Do you live with a short-term viewpoint?

Most people do.

There’s the family that lives paycheck to paycheck.  Every two weeks is their version of short-term.

There’s the employee who can’t stand their boss and they aren’t counting the days, they count the hours until they can punch out for the day.

In the business world, I see a combination of daily, weekly, monthly, quarterly and annual time frames that are used as measuring sticks of performance.

When I worked for a party supply company that did a majority of their sales online, we had those stats in front of our face all the time.  We could even see the hourly sales curves and compare them to previous time frames.

While that is important to a certain degree, I want to challenge you to think more about the future than you ever have before.   DeathtoStock_SlowDown5

This is April 2015.  What kind of customers do you want in 2017?

Wait, that’s nearly 2 years away, you say in protest.  I just need to get thru Q2 of 2015.

That’s short term thinking. And it can be exhausting.  You as a business owner are stuck in short term world on the income side but you have long term commitments on the expense side, don’t you.

I was talking with a retailer recently who has a three year lease that he knows he can’t get out of, but he is wondering how to find his next customer this month.  I presented him with a plan to invite people to his shop and he wants to know if we can shorten the commitment to less time.

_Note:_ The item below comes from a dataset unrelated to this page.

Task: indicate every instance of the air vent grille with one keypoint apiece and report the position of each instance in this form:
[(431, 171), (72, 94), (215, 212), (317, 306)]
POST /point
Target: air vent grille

Some might say, I haven’t sold him hard enough.  I believe he is simply looking too short term with his business overall.  The length of my offer isn’t the real issue.  His commitment to his business success is the issue.

In the beginning,  he was excited.  Signing a three year lease, remodeling the interior, investing in signage, equipment, employees, all the start up costs that include some long term commitments were easy, at least at the beginning when the excitement was there.

But when business didn’t boom when he opened his doors, he got discouraged.  Oh, he’d tell his family that things are okay, but he had his doubts as he looked at those daily, weekly and monthly numbers.

This retailer is one of hundreds I have met since I started in the advertising and marketing business in 1986.   More than half of the business owners I have met over the past 29 years are no longer in the business that they were in when we first met.

A few have become wildly successful, beyond what they originally imagined.  All of them have had hard times.  Some crumbled, others learned.  Not one of them was truly lucky.  Oh sure, they have been at the right place at the right time with the right product or right service, but it was more than luck.

It took insight, determination, wisdom, and adaptability to not wimp out and find a way forward.

It also took one more thing.

The simple understanding that you have to invite people to do business with you.  That’s where I come in.  Marketing and Advertising is both simple and complex.

Not everyone who wants to sell you marketing and advertising services and products has the ability or desire to help you be successful in both the short term and long term.  It is an ongoing process and one that requires commitment from both me and you.  Which takes us back to my original question,  How long is your view?